Decide at the outset if you’re going to be a “completist” or a “partialist.” The former trash buster commits to picking up and properly discarding in City trash bins every last scrap of litter. The latter is willing to leave smaller items, like gum wrappers and small snack bags, alone in favor of bigger game. I decided I was going to be a completist, which meant much slower, more thorough, and more thoroughly exhausting forays through the park.

But in the end it was worth it. The park is, at least temporarily, restored to a state of pristine beauty. Almost all traces of human sloth and thoughtlessness have been eliminated. Whether anyone else notices is beside the point. I notice – and feel good making my small contribution to civic betterment and beauty.

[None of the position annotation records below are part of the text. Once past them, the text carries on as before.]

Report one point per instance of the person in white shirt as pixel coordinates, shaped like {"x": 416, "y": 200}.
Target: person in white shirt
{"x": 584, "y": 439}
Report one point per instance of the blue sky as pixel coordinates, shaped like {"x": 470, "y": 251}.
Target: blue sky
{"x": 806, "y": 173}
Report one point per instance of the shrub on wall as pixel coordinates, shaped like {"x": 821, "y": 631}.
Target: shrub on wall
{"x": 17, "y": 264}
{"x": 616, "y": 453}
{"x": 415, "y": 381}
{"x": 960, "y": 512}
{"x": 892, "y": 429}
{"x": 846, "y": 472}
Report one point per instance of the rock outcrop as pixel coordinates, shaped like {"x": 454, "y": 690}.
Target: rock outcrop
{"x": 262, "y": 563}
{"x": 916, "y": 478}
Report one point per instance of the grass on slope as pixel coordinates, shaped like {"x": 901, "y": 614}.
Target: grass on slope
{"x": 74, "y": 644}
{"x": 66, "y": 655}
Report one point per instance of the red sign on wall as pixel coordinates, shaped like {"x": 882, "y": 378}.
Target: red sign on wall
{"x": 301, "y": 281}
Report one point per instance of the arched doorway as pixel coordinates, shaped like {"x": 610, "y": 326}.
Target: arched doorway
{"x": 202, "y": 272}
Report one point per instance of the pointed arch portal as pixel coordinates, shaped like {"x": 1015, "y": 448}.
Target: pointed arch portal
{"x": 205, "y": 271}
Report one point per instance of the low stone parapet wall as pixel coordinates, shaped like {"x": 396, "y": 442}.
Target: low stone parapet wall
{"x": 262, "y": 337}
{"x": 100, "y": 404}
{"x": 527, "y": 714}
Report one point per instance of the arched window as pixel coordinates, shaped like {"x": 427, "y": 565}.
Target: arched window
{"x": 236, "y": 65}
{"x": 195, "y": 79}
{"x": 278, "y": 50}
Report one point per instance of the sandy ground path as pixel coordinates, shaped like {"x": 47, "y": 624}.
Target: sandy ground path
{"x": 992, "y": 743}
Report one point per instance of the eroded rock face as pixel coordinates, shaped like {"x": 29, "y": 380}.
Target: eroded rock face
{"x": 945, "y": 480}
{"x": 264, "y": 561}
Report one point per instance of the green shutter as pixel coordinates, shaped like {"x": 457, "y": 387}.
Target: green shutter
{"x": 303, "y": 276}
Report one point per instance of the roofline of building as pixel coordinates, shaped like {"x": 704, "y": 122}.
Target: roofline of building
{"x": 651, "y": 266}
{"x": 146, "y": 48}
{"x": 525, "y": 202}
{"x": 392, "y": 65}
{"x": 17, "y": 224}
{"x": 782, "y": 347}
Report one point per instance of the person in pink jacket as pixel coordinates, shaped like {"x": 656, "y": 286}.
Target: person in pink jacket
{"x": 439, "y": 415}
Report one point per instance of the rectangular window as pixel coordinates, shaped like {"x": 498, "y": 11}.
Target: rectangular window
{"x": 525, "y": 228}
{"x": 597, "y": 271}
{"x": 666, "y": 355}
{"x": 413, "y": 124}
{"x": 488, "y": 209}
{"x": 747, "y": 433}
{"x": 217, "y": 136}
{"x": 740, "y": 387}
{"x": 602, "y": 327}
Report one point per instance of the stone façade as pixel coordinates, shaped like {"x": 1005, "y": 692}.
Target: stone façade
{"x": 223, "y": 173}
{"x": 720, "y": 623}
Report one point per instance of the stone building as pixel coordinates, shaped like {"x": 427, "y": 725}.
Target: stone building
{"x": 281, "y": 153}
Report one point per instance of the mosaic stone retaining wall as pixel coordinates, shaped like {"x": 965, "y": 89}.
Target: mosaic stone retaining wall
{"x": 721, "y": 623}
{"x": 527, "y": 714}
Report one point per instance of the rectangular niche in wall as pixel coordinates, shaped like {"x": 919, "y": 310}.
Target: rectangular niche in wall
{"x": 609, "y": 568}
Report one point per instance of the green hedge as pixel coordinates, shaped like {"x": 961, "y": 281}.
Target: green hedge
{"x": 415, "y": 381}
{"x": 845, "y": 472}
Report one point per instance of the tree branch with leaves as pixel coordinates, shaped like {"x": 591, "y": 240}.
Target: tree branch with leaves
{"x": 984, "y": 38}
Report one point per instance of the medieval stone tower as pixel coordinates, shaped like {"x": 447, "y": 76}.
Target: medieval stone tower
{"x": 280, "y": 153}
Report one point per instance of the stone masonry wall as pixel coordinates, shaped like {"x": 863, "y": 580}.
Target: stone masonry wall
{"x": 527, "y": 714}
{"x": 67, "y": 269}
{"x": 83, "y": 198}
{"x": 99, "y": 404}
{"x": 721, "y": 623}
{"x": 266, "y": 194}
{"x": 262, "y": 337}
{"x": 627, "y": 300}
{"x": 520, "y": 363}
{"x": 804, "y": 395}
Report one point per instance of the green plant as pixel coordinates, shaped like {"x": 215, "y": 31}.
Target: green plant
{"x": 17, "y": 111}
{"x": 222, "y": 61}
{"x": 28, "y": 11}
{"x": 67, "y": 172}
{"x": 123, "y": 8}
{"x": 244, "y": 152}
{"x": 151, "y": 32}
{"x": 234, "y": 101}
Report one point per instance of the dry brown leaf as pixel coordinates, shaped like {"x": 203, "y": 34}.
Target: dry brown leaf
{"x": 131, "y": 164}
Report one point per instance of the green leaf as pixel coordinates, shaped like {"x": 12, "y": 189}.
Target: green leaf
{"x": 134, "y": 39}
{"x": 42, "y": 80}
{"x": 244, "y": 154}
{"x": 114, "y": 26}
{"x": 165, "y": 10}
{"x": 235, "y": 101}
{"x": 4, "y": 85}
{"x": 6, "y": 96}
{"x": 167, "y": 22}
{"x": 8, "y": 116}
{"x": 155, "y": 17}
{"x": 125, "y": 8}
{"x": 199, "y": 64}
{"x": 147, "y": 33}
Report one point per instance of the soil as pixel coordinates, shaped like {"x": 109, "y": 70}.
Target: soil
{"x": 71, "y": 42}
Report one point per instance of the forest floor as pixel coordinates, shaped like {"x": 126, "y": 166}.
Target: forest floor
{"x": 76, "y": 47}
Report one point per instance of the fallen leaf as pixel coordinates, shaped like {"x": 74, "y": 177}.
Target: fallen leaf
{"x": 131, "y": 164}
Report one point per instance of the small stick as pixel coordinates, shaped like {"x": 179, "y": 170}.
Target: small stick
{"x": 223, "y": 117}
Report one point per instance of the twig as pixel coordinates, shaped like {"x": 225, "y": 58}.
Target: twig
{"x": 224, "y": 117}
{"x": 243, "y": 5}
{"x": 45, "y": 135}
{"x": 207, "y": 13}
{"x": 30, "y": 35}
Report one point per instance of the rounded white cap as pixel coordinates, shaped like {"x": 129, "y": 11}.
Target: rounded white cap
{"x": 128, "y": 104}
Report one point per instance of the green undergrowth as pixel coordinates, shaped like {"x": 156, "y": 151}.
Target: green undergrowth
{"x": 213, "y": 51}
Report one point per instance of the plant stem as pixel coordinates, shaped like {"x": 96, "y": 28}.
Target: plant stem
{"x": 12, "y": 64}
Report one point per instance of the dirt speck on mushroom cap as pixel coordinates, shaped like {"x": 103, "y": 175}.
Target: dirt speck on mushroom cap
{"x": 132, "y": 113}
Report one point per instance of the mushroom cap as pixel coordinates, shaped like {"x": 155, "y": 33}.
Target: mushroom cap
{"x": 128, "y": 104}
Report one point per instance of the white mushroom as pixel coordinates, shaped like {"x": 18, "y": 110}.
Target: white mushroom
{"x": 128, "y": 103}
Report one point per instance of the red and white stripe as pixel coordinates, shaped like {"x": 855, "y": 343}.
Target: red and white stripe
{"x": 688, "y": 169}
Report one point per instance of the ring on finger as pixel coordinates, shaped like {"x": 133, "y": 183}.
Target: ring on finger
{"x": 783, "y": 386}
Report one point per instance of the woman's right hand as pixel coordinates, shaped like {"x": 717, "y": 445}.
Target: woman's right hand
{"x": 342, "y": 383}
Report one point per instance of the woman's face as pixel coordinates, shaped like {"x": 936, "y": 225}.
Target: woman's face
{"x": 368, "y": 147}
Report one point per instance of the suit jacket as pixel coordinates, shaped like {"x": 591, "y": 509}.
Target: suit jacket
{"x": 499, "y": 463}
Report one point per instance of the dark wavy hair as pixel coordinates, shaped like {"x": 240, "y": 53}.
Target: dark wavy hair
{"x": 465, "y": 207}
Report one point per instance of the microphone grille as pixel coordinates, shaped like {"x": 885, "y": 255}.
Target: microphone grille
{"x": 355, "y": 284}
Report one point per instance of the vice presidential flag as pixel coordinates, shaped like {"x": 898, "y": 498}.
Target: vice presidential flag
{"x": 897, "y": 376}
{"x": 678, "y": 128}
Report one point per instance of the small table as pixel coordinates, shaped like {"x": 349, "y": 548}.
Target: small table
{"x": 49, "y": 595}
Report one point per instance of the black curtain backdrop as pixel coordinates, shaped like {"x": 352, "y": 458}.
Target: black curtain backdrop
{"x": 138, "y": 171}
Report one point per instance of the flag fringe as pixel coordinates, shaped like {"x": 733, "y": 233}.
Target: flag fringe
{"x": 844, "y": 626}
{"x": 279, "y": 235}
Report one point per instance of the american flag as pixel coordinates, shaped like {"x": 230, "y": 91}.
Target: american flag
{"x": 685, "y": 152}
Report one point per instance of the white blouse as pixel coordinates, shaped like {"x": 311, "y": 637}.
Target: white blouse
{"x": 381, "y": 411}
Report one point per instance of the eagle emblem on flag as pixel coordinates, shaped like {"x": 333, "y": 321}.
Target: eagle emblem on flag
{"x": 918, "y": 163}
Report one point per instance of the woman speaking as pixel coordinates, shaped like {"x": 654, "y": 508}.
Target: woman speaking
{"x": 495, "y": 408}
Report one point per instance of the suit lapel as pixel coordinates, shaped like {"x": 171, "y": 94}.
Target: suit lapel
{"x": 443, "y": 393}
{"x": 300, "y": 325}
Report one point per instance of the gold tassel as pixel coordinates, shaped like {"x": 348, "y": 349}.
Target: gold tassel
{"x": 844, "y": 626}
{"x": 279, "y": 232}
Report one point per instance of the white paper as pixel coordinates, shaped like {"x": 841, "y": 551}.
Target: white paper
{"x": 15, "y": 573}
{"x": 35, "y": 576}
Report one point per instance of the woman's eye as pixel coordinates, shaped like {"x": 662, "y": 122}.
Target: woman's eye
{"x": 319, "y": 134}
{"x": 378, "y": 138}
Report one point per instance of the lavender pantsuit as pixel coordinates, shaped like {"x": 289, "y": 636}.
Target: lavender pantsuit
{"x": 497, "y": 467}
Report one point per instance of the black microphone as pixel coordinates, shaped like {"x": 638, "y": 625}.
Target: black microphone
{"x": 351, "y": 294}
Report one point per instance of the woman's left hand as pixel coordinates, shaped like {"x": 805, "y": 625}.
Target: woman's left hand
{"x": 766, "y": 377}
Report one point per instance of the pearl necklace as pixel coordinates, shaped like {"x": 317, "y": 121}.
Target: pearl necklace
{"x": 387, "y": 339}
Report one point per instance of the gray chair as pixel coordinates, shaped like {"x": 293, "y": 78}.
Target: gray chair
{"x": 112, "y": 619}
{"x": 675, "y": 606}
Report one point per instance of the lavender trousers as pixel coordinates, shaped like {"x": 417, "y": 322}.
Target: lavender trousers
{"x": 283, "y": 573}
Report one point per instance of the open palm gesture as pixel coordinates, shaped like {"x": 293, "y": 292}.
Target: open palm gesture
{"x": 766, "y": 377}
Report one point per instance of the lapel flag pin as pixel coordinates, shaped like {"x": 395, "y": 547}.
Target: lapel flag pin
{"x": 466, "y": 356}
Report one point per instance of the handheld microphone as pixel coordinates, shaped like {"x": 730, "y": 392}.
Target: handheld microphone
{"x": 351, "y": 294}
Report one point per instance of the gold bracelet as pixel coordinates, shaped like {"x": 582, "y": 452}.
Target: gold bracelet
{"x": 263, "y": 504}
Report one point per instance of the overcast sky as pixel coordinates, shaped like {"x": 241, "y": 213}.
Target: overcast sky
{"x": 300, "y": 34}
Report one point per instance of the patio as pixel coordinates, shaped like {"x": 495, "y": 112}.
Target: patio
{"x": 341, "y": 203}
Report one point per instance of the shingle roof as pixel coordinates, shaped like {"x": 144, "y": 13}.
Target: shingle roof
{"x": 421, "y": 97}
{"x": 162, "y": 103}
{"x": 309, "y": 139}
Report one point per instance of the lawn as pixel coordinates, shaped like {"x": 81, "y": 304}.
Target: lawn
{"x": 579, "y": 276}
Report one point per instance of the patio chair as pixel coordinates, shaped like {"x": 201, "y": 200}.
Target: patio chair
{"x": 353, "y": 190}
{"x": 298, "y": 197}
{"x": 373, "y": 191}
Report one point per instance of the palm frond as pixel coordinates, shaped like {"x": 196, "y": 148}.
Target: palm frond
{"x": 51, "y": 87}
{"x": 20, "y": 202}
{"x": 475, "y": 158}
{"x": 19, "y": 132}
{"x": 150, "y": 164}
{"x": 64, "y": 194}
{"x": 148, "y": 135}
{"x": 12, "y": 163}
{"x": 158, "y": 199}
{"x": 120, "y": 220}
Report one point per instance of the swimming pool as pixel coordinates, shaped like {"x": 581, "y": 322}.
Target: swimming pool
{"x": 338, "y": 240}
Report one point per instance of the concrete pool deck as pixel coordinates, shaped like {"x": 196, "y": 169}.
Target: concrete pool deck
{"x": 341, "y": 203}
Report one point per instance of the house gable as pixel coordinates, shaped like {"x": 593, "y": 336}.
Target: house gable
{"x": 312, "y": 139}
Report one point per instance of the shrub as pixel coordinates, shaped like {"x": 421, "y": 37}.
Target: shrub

Many neighborhood groups already pledge to clean their designated beach, street, parkway, or park. That’s great – but it’s not enough. This past year the pandemic produced a kind of cabin fever among homebound residents, which has resulted in increased park and beach usage and more-than-usual waste. Some of it spills out from overflowing trash bins; the rest is the result of thoughtless littering.

If even a hundred readers take the Earth Day challenge, our example can inspire others and shift the paradigm away from casual misuse of parks and streets toward a more pristine City. Please join in.